Federal immigration law gives the president broad immigration powers and government lawyers urged the court to defer to the president and not second guess his judgment.

But the ruling from the 4th Circuit was the latest in a series of defeats for the administration. President Trump rewrote the entry ban after the 9th Circuit in February refused to lift an earlier injunction.

The revised version would temporarily suspend the U.S. refugee program and halt for 90 days the issuance of new visas to travelers from the six countries while the administration reviews its screening process.

The next step for the Trump administration would be to ask the Supreme Court to stay the 4th Circuit’s decision. Such a request usually requires showing that the government would suffer irreparable harm if the lower court decision was allowed to stand. The passage of time since the executive order was first issued might make that difficult.

A challenge to the 4th Circuit decision would go to Chief Justice John G. Roberts Jr., who receives emergency petitions from that court, and then be referred to the rest of the justices. It would take five votes to stay the decision.

The administration might also wait until it receives a ruling from a panel of the U.S. Court of Appeals for the 9th Circuit. Those judges are considering a ruling from a judge in Hawaii who put the travel ban on hold. The full 9th Circuit upheld a freeze on Trump’s previous executive order.

The challenge in Maryland was brought by organizations and individuals, including a Muslim in the United States whose relative would be affected by the ban.

In its 79-page opinion, the court said challengers had shown real harm that would come from delaying or disrupting pending visa applications, in addition to the “psychological harm that flows from confronting official action preferring or disfavoring a particular religion.”

During oral arguments this month, many of the 4th Circuit judges expressed doubts about the viability of the president’s order. They questioned whether there was a link between barring of citizens from the six countries identified by the administration and ensuring U.S. security.

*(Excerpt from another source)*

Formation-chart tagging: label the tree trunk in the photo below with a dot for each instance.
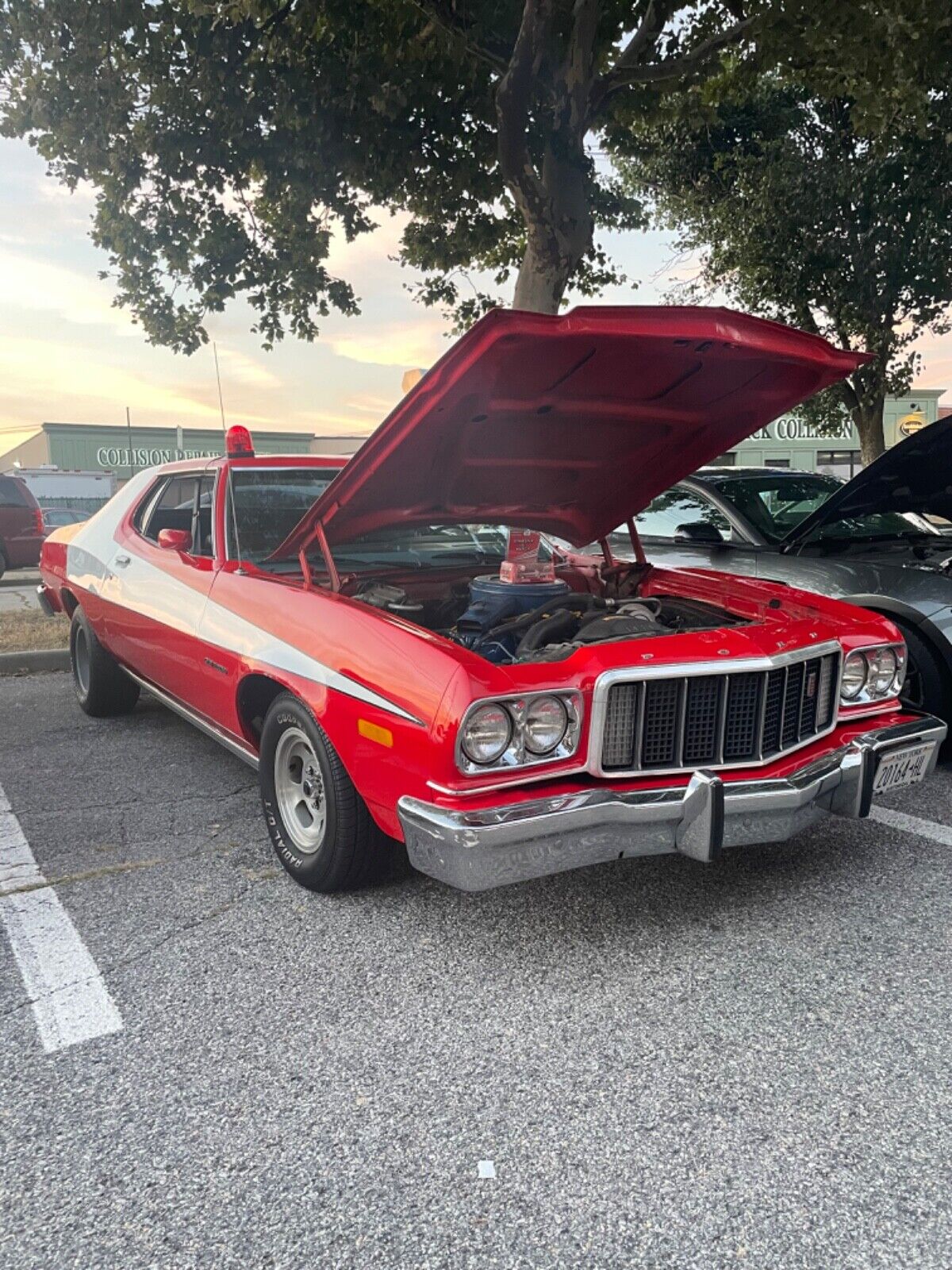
(869, 422)
(543, 281)
(559, 234)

In its opinion Thursday, the court said, “plaintiffs point to ample evidence that national security is not the true reason” for the order, pointing to the president’s “numerous campaign statements expressing animus towards the Islamic faith” and his proposal to ban Muslims from entering the U.S.

The majority opinion recounts in detail then-candidate Trump’s statement on his campaign website, and quotes from his tweets, television interviews and comments made by his advisers.

The establishment clause of the First Amendment specifically prohibits the government from denigrating a particular religion.

Karen Tumlin, legal director at the National Immigration Law Center, one of the lawyers on the cases said Thursday that the court had concluded that this executive order has to be blocked because it “steps over the constitutional line in a way that is out of step with our constitutional values of religious tolerance.”

All of the judges in the majority were placed on the court by Democratic presidents and the three dissenting judges — Paul V. Niemyer, Dennis W. Shedd and G. Steven Agee — were all nominated to the bench by Republican presidents.

Niemeyer called the decision unprecedented and unworkable. “The majority looks past the face of the order’s statements on national security and immigration, which it concedes are neutral in terms of religion, and considers campaign statements made by candidate Trump to conclude that the order denigrates Islam, in violation of the Establishment Clause,” he wrote. He said that approach plainly violates Supreme Court precedent, misapplies the Constitutional’s prohibition on establishing religion and “adopts a new rule of law that uses campaign statements to recast the plain, unambiguous, and religiously neutral text of an executive order.”

He said the majority decision would not withstand Supreme Court review.

“The Supreme Court surely will shudder at the majority’s adoption of this new rule that has no limits or bounds — one that transforms the majority’s criticisms of a candidate’s various campaign statements into a constitutional violation,” wrote Niemeyer, whose opinion was joined by the other dissenting judges.